Жирандоль - Йана Бориз
Мягкий свет выхватывал длинноватый нос и нависшие над глазами косматые брови. Глубокие носогубные складки не двигались, даже когда он жевал, казалось, они выпилены из дерева и надеты на лицо, как маска. Губ в бороде не видно, но мимику, с какой они раскрывались, легкое движение вперед, будто поцеловать хотели, Протасий точно уже видел. Здесь, в Курске. Не во время редких поездок к родне или в Москву, в Киев. Именно здесь, но очень давно. Седые волосы ровно подстрижены выше уха; старый, но не дряхлый, спина прямая, сильная, крупные руки держал уверенно, как все, кто работы не боялся. Кто же он?.. Так и мучился батюшка весь обед, притворялся благочинным, а внутри все кипело, проворачивались со скрипом шестеренки годов и десятилетий, отыскивая в мешанине лиц сидевшего в углу.
Как только поминальный обед завершился, отец Протасий без обиняков подошел к заинтересовавшему его человеку.
– Мир тебе, прихожанин, и дому твоему! – Он осенил крестным знамением едока, вставшего навстречу пресвитеру.
– Благодарю, ваше преподобие, – ответил тот и поклонился, пряча глаза. Это не укрылось от священника. Не хочет! Не хочет быть узнанным!
– Где и при каких обстоятельствах мы с тобой встречались, раб Божий? – Он решил не тянуть, сразу показать, кто представлял интересы хозяина в этом доме.
– Раб Божий Платон. Не узнал?.. Сенцов. – Из-под припорошенных серебром бровей смотрели веселые серо-крапчатые глаза. – Авдей, неужто признал?
– Ты… ты со мной рядом жил?
– Да, и в приходской школе учился… Ну, вспоминай, ваше преподобие.
Отец Протасий отбросил сомнения, доставшиеся в наследство от темных лет, когда энкавэдэшники ходили за ним по пятам.
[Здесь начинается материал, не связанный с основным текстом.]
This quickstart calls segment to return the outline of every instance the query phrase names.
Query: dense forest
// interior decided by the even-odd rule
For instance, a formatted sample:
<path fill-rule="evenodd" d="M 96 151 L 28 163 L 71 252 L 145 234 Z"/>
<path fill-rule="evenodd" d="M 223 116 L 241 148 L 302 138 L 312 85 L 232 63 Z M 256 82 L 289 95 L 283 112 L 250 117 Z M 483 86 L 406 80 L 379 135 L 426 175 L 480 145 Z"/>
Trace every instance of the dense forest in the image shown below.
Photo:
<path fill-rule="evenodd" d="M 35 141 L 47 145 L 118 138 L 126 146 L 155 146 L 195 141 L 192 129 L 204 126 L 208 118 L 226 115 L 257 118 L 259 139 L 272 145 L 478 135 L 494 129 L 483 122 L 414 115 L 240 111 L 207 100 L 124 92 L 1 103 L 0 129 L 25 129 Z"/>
В голову ударил веселый молодой хмель. Раз называл забытым мирским именем, значит, копать следовало совсем глубоко.
– Платошка! – выпалил он неподобающим настоятелю мальчишеским дискантом и крепко обнял приятеля из уплывшего, мистического прошлого.
– Авдеюшка, как же ты меня признал? Вот так акробатика! Я же… уши тебе частенько драл.
– А вот не драл бы, так и не признал бы! – Отец Протасий рассмеялся и на всякий случай перекрестил Платона.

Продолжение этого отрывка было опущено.